Think about it. They don't physically exist in the world like iron or air. They're concepts, arithmetic constructs, that we've invented to make sense of the world and they're nothing but, perfect: the most beautiful proof of how platonic objects, despite being just concepts, help us rationalize so much of reality.


All this was to describe the nature of ideal platonic concepts and highlight their characteristics; so as to, whatever their exact nature might be, I can assign the concept of Identity to them and proceed with my argument then.


And so now if I say, that a) the whole is more than the sum of its parts and b) that marginal difference between the whole and the sum of its parts is a platonic sense of Identity, the most perfect eternal essence of the whole which is identified in its name and that which doesn't change over the course of time when the parts (that make up the sum) degrade, then will you believe that the first ship of Theseus is actually the only ship of Theseus, there ever could be?

Let's come back to the example of our personal identity and try to fight those counterarguments, shall we? One might be tempted to believe that the abstract quotient of our existence, our intelligence and consciousness is indestructible and they may be right, but it would be incorrect to believe that it is static or intransient.


Our mind and our thoughts, i.e., the abstract quotient of our identity, coherent and continuous at all times, is also subject to change. Our thoughts on an issue change as we get older, our experiences and their derivative memories change based on our temperament and vantage point, our perceptions of reality change with influx of knowledge and experience itself, then it is legitimate to question the static clause of identity as a platonic form.


But in my defense, I'd say this abstract emotional, behavioral and intellectual component of identity is tied to the physical aspects of our body. In my calculation, it is somewhere in one of the parts that add to make up the some. It is not the difference that I called Identity.


And before you label this as a lazy argument, I would highlight that this abstract mind sits in the not-so abstract of a brain; and the brain with all it's grey cells and neurons and synapses, is a physical object. The abstract objects like happiness do overlap with platonic ideal forms but a significant trigger, cause or correlation is with the physical substance, in this case, a hormone release or a muscle movement. When we say we're happy, we are experiencing effects of happiness hormones and facial muscle relaxations. Although I'd like to believe there's more to this happiness than that, but for the sake of this argument, I'd label it as one of the parts in the sum and not the marginal difference called Identity.


To give you another short example, let's take a company XYZ founded by a certain Mr. X. Now he may die and case be that his family members or managers have to take it forward. Over time, employees would change, factories will upgrade, probably their products and services also might change.
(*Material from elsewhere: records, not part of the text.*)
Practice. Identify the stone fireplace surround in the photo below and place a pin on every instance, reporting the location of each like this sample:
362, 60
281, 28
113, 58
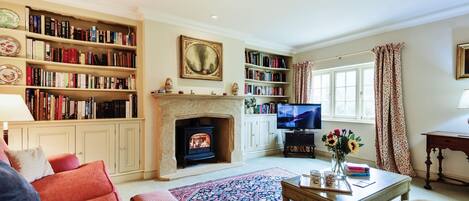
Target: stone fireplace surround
172, 107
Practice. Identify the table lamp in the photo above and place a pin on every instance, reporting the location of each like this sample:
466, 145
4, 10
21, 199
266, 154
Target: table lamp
12, 108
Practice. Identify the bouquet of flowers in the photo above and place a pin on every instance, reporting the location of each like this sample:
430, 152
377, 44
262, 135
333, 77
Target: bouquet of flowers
341, 143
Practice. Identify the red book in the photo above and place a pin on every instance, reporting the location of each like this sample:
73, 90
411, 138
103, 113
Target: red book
29, 72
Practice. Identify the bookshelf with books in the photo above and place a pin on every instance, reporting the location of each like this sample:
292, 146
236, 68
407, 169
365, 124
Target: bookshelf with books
79, 74
266, 84
77, 56
267, 78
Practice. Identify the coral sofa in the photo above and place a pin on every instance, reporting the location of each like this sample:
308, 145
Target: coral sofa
71, 181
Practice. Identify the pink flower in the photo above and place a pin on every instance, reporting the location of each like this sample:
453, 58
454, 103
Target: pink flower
337, 132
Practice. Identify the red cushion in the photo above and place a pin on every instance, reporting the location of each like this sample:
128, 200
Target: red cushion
158, 195
86, 182
3, 148
109, 197
64, 162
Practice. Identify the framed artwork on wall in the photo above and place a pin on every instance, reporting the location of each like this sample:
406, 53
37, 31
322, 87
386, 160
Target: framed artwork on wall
201, 59
462, 61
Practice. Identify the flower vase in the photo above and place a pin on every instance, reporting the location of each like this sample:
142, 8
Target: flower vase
338, 164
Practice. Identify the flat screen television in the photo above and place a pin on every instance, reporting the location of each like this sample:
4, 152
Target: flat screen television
299, 116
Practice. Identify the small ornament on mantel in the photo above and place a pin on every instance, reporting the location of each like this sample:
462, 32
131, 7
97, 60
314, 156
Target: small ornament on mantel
168, 85
234, 89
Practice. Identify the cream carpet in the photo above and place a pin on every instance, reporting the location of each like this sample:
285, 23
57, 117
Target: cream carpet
441, 192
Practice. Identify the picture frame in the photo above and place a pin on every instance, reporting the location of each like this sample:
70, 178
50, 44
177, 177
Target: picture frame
462, 61
201, 59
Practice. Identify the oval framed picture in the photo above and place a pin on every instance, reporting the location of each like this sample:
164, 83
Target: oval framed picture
9, 74
9, 46
9, 19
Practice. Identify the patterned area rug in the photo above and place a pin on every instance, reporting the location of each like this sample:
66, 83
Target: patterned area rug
263, 185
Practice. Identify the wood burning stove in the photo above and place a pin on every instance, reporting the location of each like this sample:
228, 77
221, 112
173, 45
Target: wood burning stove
194, 143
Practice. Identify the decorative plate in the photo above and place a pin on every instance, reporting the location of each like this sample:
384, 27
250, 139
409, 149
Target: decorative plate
9, 19
9, 74
9, 46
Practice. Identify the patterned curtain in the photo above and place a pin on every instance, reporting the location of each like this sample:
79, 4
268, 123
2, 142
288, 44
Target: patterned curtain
392, 148
302, 81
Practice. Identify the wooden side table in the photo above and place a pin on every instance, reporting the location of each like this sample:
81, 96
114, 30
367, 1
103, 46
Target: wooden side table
444, 140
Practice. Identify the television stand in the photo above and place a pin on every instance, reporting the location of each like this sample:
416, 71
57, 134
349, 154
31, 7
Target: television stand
299, 142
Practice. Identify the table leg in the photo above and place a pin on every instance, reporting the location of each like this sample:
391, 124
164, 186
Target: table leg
428, 162
405, 196
440, 168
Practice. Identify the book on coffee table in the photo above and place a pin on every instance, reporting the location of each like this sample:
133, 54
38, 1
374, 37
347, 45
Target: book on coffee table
341, 185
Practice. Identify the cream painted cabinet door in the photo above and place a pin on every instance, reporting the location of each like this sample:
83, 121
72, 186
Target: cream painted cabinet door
97, 142
263, 136
129, 147
16, 139
53, 139
251, 133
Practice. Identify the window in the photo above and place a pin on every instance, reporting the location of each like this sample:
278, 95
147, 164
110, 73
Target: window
345, 92
322, 87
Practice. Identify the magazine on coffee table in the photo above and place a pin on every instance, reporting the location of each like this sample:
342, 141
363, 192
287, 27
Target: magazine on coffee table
342, 185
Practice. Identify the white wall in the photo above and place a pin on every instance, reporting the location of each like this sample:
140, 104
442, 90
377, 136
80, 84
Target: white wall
431, 92
161, 60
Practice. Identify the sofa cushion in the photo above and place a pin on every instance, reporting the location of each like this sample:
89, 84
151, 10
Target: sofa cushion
13, 186
109, 197
87, 182
158, 195
30, 163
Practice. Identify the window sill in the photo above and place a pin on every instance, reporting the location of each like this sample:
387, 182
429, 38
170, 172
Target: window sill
357, 121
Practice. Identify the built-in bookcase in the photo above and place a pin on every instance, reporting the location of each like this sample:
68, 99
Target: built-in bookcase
88, 86
267, 79
78, 66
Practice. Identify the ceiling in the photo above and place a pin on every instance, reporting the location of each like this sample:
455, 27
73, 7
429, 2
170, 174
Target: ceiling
289, 24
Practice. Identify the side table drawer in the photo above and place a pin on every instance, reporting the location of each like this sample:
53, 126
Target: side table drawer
445, 142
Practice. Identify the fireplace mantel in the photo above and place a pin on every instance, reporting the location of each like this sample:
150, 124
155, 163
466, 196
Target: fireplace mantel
172, 107
196, 96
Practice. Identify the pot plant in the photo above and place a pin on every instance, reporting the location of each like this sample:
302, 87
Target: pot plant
341, 143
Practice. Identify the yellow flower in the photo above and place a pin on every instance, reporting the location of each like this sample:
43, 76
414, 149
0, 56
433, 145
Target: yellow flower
353, 146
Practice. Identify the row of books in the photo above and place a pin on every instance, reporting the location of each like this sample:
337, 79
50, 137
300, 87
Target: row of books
36, 76
266, 60
41, 50
266, 108
254, 74
250, 89
47, 106
47, 25
353, 169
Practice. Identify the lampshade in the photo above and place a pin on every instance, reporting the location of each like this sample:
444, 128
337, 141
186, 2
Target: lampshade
464, 101
13, 108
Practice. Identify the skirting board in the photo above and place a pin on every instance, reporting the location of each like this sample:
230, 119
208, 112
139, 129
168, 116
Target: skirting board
126, 177
257, 154
199, 169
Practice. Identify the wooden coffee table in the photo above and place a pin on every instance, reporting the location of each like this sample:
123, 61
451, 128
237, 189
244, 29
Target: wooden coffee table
388, 186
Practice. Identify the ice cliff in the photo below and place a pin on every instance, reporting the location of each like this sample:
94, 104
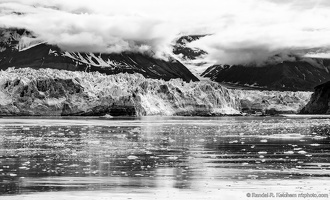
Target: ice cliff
271, 102
27, 91
320, 101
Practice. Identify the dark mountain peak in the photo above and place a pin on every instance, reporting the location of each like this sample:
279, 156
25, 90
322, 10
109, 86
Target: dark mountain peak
20, 49
187, 53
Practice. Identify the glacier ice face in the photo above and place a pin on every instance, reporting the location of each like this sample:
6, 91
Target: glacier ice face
271, 102
58, 92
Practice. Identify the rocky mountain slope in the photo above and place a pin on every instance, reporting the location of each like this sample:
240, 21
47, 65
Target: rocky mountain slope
27, 91
302, 74
20, 48
320, 101
191, 57
53, 92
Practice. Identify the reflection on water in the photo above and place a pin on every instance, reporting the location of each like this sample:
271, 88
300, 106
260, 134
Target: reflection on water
182, 153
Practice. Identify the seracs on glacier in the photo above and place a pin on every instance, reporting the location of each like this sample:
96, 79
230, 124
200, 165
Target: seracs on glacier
27, 91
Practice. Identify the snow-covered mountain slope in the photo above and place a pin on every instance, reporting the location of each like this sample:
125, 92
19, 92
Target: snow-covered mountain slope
191, 57
20, 48
27, 91
299, 74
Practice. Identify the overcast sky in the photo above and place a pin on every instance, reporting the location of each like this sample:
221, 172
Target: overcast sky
241, 30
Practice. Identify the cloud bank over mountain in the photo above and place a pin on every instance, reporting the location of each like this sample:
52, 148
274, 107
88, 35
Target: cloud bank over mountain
240, 31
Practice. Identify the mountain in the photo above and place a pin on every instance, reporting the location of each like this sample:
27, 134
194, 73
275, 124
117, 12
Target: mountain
296, 74
320, 100
191, 57
20, 48
54, 92
188, 53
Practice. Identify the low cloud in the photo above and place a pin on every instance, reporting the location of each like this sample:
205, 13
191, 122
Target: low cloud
242, 32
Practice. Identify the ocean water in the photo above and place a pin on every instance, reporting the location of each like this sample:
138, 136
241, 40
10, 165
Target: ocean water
165, 158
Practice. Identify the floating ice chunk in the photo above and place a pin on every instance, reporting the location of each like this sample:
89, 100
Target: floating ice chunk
302, 152
288, 152
172, 158
132, 157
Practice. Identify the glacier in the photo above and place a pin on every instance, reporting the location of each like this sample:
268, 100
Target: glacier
51, 92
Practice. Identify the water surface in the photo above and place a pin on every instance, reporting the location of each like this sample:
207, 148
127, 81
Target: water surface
162, 157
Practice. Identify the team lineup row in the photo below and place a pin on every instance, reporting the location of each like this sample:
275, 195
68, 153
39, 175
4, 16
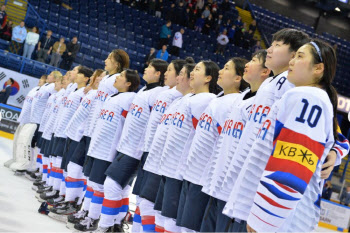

But if they're true to the purpose and vision with which the company was made, it still has a chance of being called that : XYZ.

I believe whether it's human body, a painting or a ship, like a jigsaw-puzzle; the whole is almost always greater than the sum of its parts because there is a certain platonic form or ideal that characterizes it, which must have the essence of its creator, perpetrator and destructor, stored in it. This essence, I shall call Identity, one which is intransient and indestructible. So even if all parts eventually decay or die, like all deformable physical parts do, the one part associated with that platonic ideal Identity should help hold the essence still close.



PS. In a blog-post that talks so much of identity, did you notice that neither the person who was born with x no. of cells had a name, nor the man who started the variable named company. That's because fundamentally, I am a Shakespeare fan and I'd like to believe:

“What's in a name? that which we call a rose By any other name would smell as sweet.”